The samples >were sent to the U.S. after traces of radioactive isotopes were found in her body during the post-mortem examination. On the police’s next move, Mr. Bassi said the reports would be sent to the medical board examining the death.

Asked for his opinion on the latest development, Dr. Sudhir Gupta from the Forensic Department of the All India Institute of Medical Sciences said: “We will be in a position to say anything about the report only after we examine it.”

The FBI lab report, received from the U.S. via email late last month, has put an end to all speculation about polonium poisoning but sources claimed that it also mentioned the name of the poison which caused the death.
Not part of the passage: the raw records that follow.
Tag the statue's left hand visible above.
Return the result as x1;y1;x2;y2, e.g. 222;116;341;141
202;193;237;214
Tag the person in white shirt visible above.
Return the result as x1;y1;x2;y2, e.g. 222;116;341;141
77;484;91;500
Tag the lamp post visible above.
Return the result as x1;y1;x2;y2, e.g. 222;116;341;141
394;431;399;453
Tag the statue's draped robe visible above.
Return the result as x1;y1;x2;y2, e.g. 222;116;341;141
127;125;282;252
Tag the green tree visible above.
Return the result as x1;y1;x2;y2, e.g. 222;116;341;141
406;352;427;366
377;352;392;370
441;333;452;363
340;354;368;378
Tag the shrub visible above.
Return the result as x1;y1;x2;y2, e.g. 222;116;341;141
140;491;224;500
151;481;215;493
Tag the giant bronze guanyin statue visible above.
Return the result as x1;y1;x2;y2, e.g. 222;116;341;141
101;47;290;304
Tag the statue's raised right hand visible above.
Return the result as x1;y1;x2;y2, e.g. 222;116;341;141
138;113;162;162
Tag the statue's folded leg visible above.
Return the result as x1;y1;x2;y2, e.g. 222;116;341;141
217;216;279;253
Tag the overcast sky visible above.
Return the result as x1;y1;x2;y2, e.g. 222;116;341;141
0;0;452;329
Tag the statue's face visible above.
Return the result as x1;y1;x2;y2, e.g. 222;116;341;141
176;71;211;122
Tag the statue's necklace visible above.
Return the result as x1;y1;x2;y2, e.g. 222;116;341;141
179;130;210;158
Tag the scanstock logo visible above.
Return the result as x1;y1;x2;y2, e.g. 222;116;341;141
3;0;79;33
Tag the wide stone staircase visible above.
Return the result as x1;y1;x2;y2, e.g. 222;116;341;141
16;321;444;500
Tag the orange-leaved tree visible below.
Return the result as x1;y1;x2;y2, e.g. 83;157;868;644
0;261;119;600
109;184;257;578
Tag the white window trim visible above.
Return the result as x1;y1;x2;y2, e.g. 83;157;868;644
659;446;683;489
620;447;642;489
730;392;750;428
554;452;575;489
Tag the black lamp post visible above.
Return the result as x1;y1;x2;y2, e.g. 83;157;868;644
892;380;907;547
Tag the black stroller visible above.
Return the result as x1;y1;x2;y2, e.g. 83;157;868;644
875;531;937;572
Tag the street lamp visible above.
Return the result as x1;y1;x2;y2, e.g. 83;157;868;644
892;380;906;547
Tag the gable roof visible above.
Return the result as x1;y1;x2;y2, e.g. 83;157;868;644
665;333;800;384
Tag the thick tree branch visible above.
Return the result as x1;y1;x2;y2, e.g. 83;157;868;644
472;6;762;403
The name of the poison would now enable the Special Investigating Team to know how it was procured and administered into Sunanda’s body. Sunanda was >mysteriously found dead inside her suite at Hotel Leela Palace in January 2014. She, along with her husband had checked into the hotel a couple of days earlier. In the days leading up to the death, the couple had arguments and fights over certain unresolved issues. She even had a public spat with Pakistani journalist Mehr Tarar days before her death.

The >post-mortem report had hinted at the presence of isotopes in the body but the nature could not be detected at Indian labs forcing the authorities to send the samples abroad nine months ago.

Delhi Police spokesperson Rajan Bhagat said the report would now be sent to forensic experts in the national capital. Only after this, further investigation would be carried out.